Beyond this political math, there is a technological hitch. Part of the conservation battle must be to persuade consumers to use energy in off-peak hours -- to use their dishwasher late at night, as Mr. Eves says he now does. But consumers won't see any saving from that switch until their houses are equipped with interval meters that measure how much power they use at different hours of the day. Commercial users already have those devices, but they are expensive: as much as $2,000 each.
That cost would no doubt be reduced if the government were to buy them in bulk and market them to consumers at the lower price. But that would work only if consumers had an incentive to buy them -- and that brings us back to the need toremove the subsidies that distort the market and encourage the careless use of electricity.
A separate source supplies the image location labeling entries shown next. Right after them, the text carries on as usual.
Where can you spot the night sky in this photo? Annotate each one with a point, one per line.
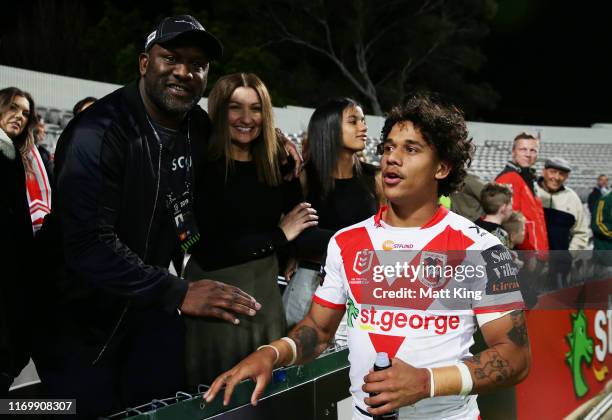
(551, 62)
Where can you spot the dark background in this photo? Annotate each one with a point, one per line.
(544, 62)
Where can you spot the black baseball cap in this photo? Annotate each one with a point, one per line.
(173, 27)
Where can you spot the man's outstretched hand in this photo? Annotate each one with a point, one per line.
(218, 300)
(258, 366)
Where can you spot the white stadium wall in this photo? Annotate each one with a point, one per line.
(50, 90)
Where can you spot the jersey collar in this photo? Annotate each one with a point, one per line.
(435, 219)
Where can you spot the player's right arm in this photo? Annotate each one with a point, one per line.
(312, 336)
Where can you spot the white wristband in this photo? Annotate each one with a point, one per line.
(432, 384)
(293, 349)
(467, 383)
(275, 350)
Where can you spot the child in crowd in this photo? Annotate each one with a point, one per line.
(496, 200)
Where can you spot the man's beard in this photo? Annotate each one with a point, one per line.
(164, 101)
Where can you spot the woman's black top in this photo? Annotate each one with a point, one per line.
(238, 218)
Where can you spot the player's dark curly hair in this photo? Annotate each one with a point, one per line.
(443, 127)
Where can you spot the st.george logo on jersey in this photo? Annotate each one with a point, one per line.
(363, 261)
(432, 269)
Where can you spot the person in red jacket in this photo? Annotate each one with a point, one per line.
(519, 175)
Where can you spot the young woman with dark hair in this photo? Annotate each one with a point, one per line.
(245, 212)
(339, 186)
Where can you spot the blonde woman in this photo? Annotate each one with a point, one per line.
(245, 212)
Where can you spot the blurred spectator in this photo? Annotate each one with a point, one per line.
(601, 223)
(16, 295)
(599, 191)
(566, 222)
(466, 200)
(240, 199)
(40, 133)
(496, 202)
(519, 174)
(83, 104)
(342, 189)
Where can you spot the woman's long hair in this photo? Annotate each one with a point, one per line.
(265, 149)
(324, 145)
(24, 141)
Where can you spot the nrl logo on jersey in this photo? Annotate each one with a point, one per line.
(431, 273)
(363, 261)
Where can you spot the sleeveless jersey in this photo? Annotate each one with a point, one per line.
(416, 294)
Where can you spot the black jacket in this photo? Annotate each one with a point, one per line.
(593, 198)
(108, 212)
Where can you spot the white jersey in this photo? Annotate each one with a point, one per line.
(396, 304)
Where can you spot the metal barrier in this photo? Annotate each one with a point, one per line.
(303, 392)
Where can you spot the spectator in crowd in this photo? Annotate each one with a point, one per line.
(17, 244)
(339, 186)
(519, 174)
(566, 222)
(112, 336)
(515, 226)
(496, 202)
(425, 148)
(40, 133)
(601, 223)
(466, 200)
(245, 178)
(83, 104)
(599, 191)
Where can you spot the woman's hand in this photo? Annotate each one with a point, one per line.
(290, 268)
(301, 217)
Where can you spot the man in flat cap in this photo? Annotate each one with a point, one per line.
(566, 222)
(114, 337)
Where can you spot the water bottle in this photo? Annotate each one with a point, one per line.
(383, 362)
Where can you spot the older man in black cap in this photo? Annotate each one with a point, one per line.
(114, 334)
(566, 222)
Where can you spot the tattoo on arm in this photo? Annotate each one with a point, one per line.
(491, 365)
(518, 332)
(306, 339)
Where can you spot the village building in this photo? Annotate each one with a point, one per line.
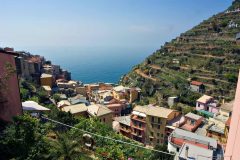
(178, 137)
(10, 103)
(33, 107)
(104, 114)
(124, 126)
(46, 80)
(76, 110)
(207, 105)
(196, 86)
(238, 38)
(190, 151)
(130, 94)
(226, 109)
(192, 122)
(148, 123)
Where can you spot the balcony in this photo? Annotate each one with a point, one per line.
(137, 135)
(137, 127)
(125, 130)
(136, 118)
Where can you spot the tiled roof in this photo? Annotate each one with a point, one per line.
(154, 111)
(227, 106)
(204, 99)
(44, 75)
(120, 88)
(196, 83)
(179, 133)
(228, 121)
(74, 109)
(33, 106)
(123, 119)
(195, 152)
(193, 116)
(98, 110)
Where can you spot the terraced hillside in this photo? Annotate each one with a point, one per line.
(207, 53)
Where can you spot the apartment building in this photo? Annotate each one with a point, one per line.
(148, 123)
(10, 103)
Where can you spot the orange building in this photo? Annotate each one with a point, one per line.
(10, 104)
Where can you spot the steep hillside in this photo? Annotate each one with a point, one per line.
(207, 53)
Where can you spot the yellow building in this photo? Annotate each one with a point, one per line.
(121, 92)
(217, 128)
(46, 80)
(104, 114)
(76, 110)
(148, 123)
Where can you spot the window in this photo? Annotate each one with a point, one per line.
(140, 125)
(152, 119)
(192, 122)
There is more than a conservationist argument to ending subsidies. Investors like firm rules. They want to know, when considering whether to invest in new plants to generate electricity in a competitive market, that the government won't interfere with the market on a political whim. Mr. Eve's decision last November didn't directly affect them -- they are still paid the full rate, and the government absorbs the difference above 4.3 cents -- but for all they know they might be sideswiped by the next politically motivated announcement.
For now, the conservation argument will do. Mr. Eves, or whoever succeeds him as premier, should remove or phase out the subsidy, encourage the use of smart meters and leave it to consumers to make sensible adjustments -- less air-conditioning, staggering the hours in which they use energy-gobbling appliances -- to reduce their bills. There might well be a case for helping low-income households to cope, but such assistance should be distinct from a blanket subsidy on electricity consumption.
Is anyone up to leadership on this issue?